Mittlerweile habe sich die Lage in Sri Lanka ein wenig entspannt. Die Impfbereitschaft der Bevölkerung sei gewachsen und habe Lockerungen bei der Einreise und beim Import internationaler Waren ermöglicht. „Seit Anfang November konnten endlich auch die Schulen schrittweise wieder öffnen und so nehmen auch die Mädchen aus dem Angels Home for Children wieder täglich am Präsenzunterricht teil.“ Trotz all dieser Entwicklungen reiste Frank Lieneke mit gemischten Gefühlen zurück auf die Insel.

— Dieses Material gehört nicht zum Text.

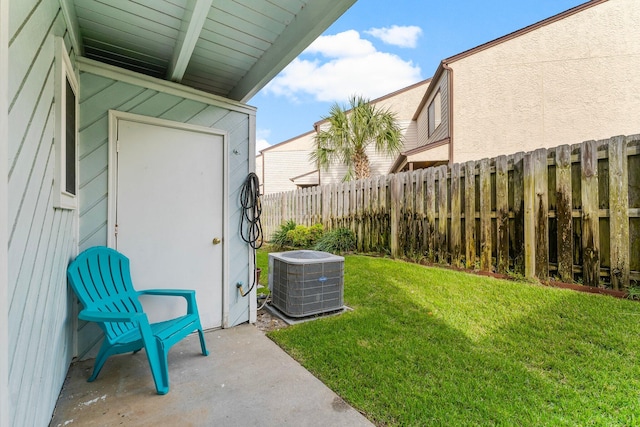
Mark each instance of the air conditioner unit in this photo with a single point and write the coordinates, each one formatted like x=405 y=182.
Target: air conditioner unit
x=304 y=283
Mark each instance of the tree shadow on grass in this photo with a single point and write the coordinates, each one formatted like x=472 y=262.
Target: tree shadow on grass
x=401 y=364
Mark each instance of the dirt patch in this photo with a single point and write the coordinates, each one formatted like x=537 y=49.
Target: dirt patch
x=266 y=322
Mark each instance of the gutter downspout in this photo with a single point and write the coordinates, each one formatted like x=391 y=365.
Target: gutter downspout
x=5 y=416
x=450 y=106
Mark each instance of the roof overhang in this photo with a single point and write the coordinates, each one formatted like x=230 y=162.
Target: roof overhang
x=308 y=179
x=433 y=154
x=228 y=48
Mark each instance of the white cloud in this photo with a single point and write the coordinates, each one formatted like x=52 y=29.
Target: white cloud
x=261 y=139
x=397 y=36
x=342 y=45
x=353 y=66
x=261 y=144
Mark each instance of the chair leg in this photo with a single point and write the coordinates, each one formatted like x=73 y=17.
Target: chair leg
x=203 y=345
x=102 y=357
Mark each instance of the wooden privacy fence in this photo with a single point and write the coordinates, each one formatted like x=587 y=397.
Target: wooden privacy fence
x=570 y=213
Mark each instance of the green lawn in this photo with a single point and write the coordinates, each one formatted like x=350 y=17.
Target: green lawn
x=429 y=346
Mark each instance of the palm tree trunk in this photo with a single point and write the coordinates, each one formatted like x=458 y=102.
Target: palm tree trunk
x=361 y=165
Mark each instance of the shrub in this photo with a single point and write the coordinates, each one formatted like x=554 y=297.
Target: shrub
x=279 y=238
x=304 y=237
x=337 y=241
x=315 y=233
x=299 y=236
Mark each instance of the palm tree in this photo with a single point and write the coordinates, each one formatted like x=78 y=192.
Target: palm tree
x=349 y=134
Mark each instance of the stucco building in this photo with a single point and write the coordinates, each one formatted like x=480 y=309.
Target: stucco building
x=569 y=78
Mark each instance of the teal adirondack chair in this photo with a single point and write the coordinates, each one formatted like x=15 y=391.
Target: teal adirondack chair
x=101 y=279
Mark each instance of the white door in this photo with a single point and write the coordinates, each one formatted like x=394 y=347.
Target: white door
x=169 y=210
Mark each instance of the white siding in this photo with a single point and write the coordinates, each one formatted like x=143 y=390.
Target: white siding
x=4 y=235
x=100 y=93
x=287 y=160
x=282 y=166
x=442 y=131
x=41 y=239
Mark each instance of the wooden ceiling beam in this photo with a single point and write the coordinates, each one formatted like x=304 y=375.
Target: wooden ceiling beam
x=192 y=24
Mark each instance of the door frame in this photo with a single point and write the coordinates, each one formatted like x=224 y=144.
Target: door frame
x=114 y=118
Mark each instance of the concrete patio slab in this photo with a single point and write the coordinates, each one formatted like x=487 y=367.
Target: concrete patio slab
x=246 y=380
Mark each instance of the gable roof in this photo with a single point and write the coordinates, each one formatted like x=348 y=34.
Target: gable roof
x=384 y=97
x=227 y=48
x=288 y=141
x=445 y=62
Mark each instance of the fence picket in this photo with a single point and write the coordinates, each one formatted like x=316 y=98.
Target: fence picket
x=518 y=214
x=456 y=233
x=502 y=214
x=485 y=216
x=431 y=212
x=590 y=214
x=442 y=243
x=619 y=216
x=541 y=213
x=447 y=212
x=564 y=217
x=470 y=213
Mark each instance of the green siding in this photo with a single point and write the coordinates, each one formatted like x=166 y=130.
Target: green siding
x=41 y=238
x=98 y=95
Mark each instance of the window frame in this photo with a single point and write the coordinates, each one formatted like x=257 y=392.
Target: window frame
x=435 y=108
x=65 y=78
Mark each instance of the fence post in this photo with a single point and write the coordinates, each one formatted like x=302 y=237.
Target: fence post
x=395 y=190
x=485 y=215
x=590 y=215
x=470 y=213
x=529 y=253
x=518 y=213
x=502 y=214
x=541 y=212
x=431 y=212
x=564 y=211
x=456 y=232
x=619 y=213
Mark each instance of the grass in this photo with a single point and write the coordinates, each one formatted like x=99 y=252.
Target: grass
x=429 y=346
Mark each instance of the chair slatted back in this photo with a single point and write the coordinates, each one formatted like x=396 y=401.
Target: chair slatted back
x=101 y=279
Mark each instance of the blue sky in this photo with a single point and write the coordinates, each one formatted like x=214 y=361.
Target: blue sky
x=380 y=46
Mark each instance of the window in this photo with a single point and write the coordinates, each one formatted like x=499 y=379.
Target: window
x=435 y=113
x=66 y=140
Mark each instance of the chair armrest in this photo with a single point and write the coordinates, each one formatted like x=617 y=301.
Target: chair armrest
x=168 y=292
x=99 y=316
x=188 y=294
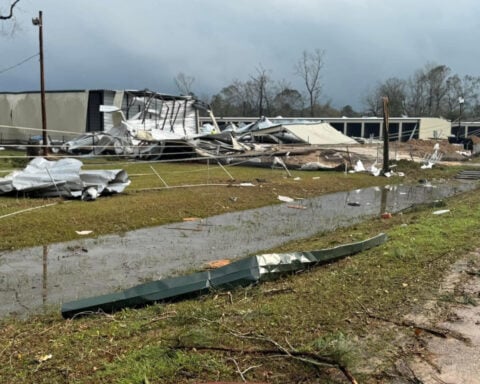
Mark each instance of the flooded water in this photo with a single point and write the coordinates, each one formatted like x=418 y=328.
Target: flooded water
x=41 y=277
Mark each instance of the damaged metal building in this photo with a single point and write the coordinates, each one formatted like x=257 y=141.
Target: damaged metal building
x=71 y=113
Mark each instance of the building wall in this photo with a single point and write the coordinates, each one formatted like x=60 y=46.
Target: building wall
x=21 y=116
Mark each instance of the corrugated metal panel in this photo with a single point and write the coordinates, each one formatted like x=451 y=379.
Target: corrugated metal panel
x=434 y=128
x=108 y=97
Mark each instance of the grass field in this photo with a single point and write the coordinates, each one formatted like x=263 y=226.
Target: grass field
x=320 y=326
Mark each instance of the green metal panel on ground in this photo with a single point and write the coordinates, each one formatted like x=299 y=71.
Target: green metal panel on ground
x=239 y=273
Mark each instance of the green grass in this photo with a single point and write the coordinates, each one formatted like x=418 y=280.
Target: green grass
x=323 y=311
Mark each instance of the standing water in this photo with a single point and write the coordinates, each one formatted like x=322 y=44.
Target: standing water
x=41 y=277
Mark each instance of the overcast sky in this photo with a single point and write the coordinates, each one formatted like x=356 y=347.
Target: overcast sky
x=138 y=44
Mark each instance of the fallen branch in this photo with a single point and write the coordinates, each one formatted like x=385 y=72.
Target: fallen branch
x=310 y=358
x=439 y=332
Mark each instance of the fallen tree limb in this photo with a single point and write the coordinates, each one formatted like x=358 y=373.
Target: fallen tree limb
x=310 y=358
x=439 y=332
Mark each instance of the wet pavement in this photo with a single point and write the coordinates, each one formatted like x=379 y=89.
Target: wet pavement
x=36 y=278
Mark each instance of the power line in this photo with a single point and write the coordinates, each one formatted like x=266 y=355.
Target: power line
x=18 y=64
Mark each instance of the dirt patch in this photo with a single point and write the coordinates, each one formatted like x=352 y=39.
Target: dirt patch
x=452 y=359
x=370 y=153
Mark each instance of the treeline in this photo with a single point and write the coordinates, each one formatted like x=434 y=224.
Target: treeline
x=432 y=91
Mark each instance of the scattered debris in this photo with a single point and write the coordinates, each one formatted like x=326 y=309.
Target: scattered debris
x=42 y=358
x=285 y=199
x=242 y=272
x=63 y=178
x=441 y=211
x=218 y=263
x=296 y=206
x=83 y=233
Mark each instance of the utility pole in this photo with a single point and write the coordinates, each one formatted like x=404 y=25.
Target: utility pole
x=385 y=168
x=39 y=22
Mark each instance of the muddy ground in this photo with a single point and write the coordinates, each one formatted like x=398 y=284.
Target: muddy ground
x=451 y=356
x=455 y=358
x=369 y=154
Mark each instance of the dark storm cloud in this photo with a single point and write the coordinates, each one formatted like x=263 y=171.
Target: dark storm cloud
x=144 y=44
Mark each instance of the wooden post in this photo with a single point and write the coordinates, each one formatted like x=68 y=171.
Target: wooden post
x=385 y=168
x=39 y=22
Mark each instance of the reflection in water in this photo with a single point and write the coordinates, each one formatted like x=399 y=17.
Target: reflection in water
x=45 y=274
x=90 y=267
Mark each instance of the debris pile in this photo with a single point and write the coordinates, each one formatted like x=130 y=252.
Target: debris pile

Immense Preissteigerungen und große Tourismuseinbußen während der letzten Monate hätten zu allgemeiner Aufbruchstimmung unter den Einheimischen geführt. Viele versuchten in diesen Zeiten, einen Job im arabischen Ausland zu ergattern und ihr Heimatland zu verlassen. Seit Wochen suche das Angels Home for Children erfolglos neues Personal für die Betreuung und Versorgung der sechs- bis 20-jährigen Mädchen. „Es scheint fast unmöglich, neue engagierte Leute zu finden“, so Frank Lieneke. Auf lange Sicht würden sich der Lengericher und seine Partnerin auch über eine zusätzliche Verstärkung aus Deutschland freuen, die sich vorstellen könnte, dauerhaft in das Projekt mit einzusteigen und regelmäßig mehrere Monate auf der Insel zu verbringen. Wer Interesse daran hat oder sich tiefer gehender über das Kinderheim informieren möchte, sei eingeladen, auf der Webseite www.dry-lands.org oder auf den sozialen Netzwerken vorbeizuschauen und mit den beiden Projektleitern Kontakt aufzunehmen.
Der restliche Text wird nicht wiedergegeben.